Cuadros is an investigative reporter who has “written about immigration, poverty and economics,” Weinberg said.
“This is more geared toward readers and writers. It’s a chance for people to see other sides of his writing,” Weinberg said.
Weinberg also hopes those who attend will be able to relate to the topics he writes about.
“We are very excited because his writing is about North Carolina and an area that people will know well,” Weinberg said.

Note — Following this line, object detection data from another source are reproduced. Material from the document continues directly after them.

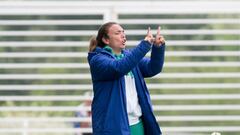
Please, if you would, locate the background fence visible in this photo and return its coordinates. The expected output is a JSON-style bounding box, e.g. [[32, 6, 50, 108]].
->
[[0, 0, 240, 135]]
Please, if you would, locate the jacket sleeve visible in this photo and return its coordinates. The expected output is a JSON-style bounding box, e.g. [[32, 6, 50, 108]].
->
[[90, 41, 151, 81], [139, 44, 165, 77]]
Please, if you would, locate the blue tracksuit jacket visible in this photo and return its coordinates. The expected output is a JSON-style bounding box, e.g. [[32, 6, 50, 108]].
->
[[88, 41, 165, 135]]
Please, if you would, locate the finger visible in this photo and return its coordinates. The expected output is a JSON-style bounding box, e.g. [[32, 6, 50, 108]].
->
[[147, 27, 152, 36], [157, 26, 161, 35]]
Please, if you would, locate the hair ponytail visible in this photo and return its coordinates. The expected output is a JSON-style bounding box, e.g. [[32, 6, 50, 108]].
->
[[89, 36, 98, 52], [89, 22, 117, 52]]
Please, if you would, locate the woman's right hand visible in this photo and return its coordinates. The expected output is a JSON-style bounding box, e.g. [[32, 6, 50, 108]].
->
[[144, 27, 155, 44]]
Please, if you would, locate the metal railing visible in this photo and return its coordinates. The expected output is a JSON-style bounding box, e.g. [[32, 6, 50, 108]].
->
[[0, 0, 240, 135]]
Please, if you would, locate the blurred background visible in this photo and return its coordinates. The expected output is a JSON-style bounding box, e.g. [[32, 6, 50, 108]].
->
[[0, 0, 240, 135]]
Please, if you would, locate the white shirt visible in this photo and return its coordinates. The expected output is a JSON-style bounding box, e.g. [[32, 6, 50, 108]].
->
[[124, 75, 142, 125]]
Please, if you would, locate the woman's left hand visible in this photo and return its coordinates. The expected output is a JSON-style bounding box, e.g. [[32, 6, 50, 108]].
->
[[154, 26, 165, 46]]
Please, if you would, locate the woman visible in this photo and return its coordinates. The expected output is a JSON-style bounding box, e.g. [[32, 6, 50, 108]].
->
[[88, 22, 165, 135]]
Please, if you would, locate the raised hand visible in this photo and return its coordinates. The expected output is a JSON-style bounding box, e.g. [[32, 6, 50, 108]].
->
[[144, 27, 154, 44], [154, 26, 165, 46]]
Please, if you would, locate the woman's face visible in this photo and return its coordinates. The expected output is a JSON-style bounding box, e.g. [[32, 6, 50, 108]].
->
[[105, 24, 126, 54]]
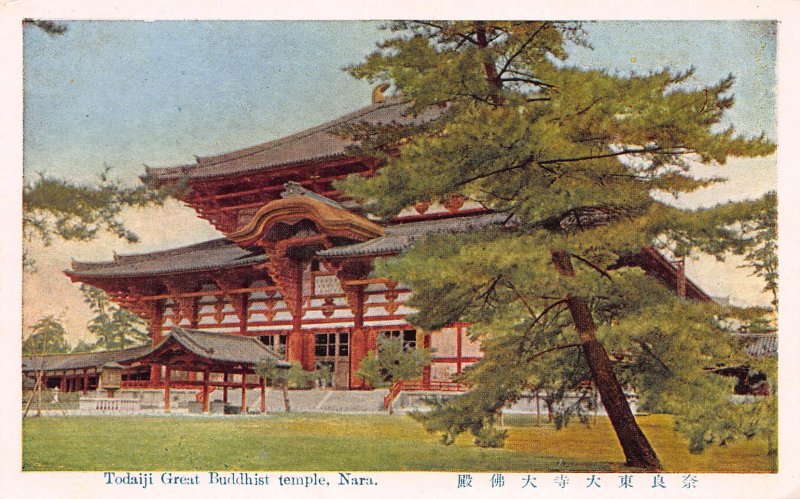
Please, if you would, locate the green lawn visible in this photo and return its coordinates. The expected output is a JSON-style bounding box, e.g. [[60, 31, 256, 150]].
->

"This is more geared toward readers and writers. It’s a chance for people to see other sides of his writing." -Susan Weinberg, fall coordinator for the series
|
When arranging the line-up of the series, Weinberg said the group tries
to secure at least one or more guests from the Southeast region and at
least one Appalachian author.
“We like for the series to be somewhat predictable so people know what
to expect,” Weinberg said. “The program is really stable in the way
we’ve set it up.”
The series includes five authors in the fall semester and five in the spring.
It also features “craft talks” – a separate event with the author “for
people who are interested in how the work is made,” Weinberg said.
Weinberg hopes the convenience of the new library parking deck to the
location of the readings in the student union will draw larger crowds
to the events.
Other guest authors planned for the fall 2007 semester include Nino Ricci, Robert Morgan, Doris Davenport and Sydney Lea.
Novelist Ricci will speak as the second guest of the series on Oct. 4 at 7:30 p.m.
Ricci will also present a craft talk at 3:30 p.m. the same day to
discuss the writing of her works, which include “Lives of the Saints”
and “In a Glass House.”
Morgan, the third guest, is a poet and novelist, as well as the current
Rachel Rivers-Coffey Distinguished Professor of Creative Writing at
Appalachian.
Morgan will present his new book titled “Boone: A Biography” on Nov. 8.
Performance poet Davenport, who was the Carol Grotnes Belk
Distinguished Lecturer at Appalachian in 2006, will present on Nov. 15.
Davenport’s past work includes “Madness like Morning Glories” and “A Hunger for Moonlight.”
Lea, a poet and essayist, is the final guest of the fall semester series on Nov. 29.
Lea is the founder of The New England Review and focuses much of her work on the New England area.
Lea’s work titled “Pursuit of a Wound” was a finalist for the Pulitzer Prize in Poetry in 2001.